Die Lufthansa hat wegen der Coronakrise eine Restrukturierung ihrer Flugbetriebe beschlossen. Die Tochter Germanwings wird demnach eingestellt. Dies war von den Gewerkschaften bereits befürchtet worden.

Möglichst vielen Mitarbeitern soll eine Weiterbeschäftigung innerhalb der Gruppe angeboten werden. Darüber will das Unternehmen mit den Sozialpartnern verhandeln. 2015 war Germanwings in Eurowings übergegangen, die Marke Germanwings verschwand nach und nach aus dem öffentlichen Auftritt.

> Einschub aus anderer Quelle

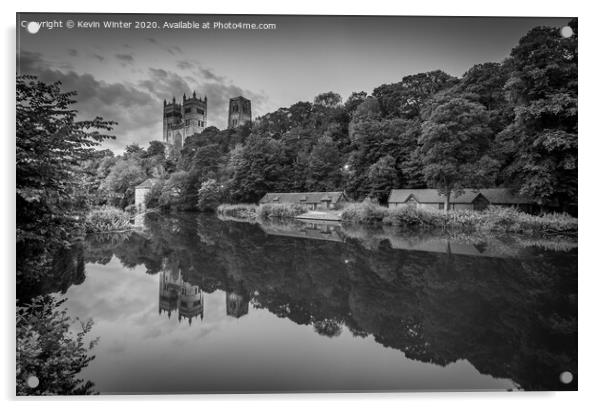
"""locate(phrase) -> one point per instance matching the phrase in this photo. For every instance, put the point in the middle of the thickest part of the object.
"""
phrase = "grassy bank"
(263, 211)
(107, 219)
(280, 210)
(494, 219)
(239, 211)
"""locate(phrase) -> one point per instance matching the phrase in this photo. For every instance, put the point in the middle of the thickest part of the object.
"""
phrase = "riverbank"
(108, 219)
(494, 219)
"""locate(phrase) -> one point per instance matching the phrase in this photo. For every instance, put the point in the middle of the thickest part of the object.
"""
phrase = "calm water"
(197, 304)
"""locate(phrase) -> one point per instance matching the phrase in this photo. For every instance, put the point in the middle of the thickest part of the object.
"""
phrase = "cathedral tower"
(239, 112)
(183, 120)
(194, 114)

Zudem sollen bei nahezu allen Flugbetrieben des Konzerns Kapazitäten verringert und die Verwaltung verkleinert werden. Denn die Lufthansa erwartet auch für die Zeit nach der Coronakrise einen deutlichen Nachfragerückgang bei Flugreisen. Nach Einschätzung von Lufthansa-Chef Carsten Spohr werde es Monate dauern, bis die globalen Reisebeschränkungen vollständig aufgehoben sind und Jahre, bis die weltweite Nachfrage nach Flugreisen wieder dem Niveau von vor der Krise entspricht.

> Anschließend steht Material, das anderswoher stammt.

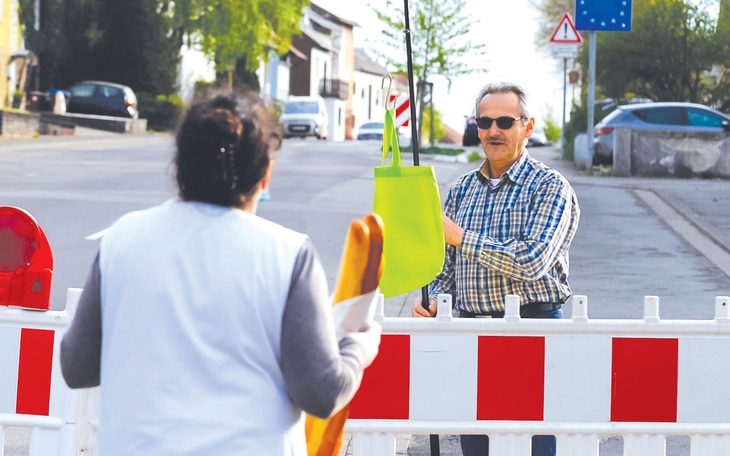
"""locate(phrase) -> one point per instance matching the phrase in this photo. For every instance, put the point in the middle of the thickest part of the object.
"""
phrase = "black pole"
(434, 438)
(409, 56)
(414, 127)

Bei der Kerngesellschaft Lufthansa sollen dauerhaft 18 Langstreckenflugzeuge und elf Mittelstreckenjets am Boden bleiben. Darunter sind sechs Maschinen des Superjumbos Airbus A380, die ohnehin ab 2022 an den Hersteller Airbus zurückgehen sollten. Auch das Langstreckenangebot der Eurowings wird deutlich verkleinert.

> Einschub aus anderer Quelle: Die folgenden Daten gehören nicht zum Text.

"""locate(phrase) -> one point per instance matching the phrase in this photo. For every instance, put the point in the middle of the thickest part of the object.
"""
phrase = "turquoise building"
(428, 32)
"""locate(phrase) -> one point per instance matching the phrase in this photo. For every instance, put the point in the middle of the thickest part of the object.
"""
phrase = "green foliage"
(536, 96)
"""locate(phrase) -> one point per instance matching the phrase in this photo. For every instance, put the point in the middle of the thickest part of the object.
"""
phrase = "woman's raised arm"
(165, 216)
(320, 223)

Gewerkschaften stellten sich gegen Schließung

Zudem soll die bereits vor der Krise festgelegte Zielsetzung von Eurowings, den Flugbetrieb auf eine Einheit zu bündeln, nun beschleunigt umgesetzt werden, teilte Lufthansa mit. Auch für die übrigen Töchter Brussels, Austrian und Swiss kündigte der Konzern Flugzeugstilllegungen an. Zugleich wurden sämtliche Mietverträge mit anderen Fluggesellschaften gekündigt.

Die Gewerkschaften hatten sich gegen ein vorschnelles Ende der Germanwings gestellt, für die bereits keine Vereinbarung zur Aufstockung des Kurzarbeitergelds zustande gekommen war.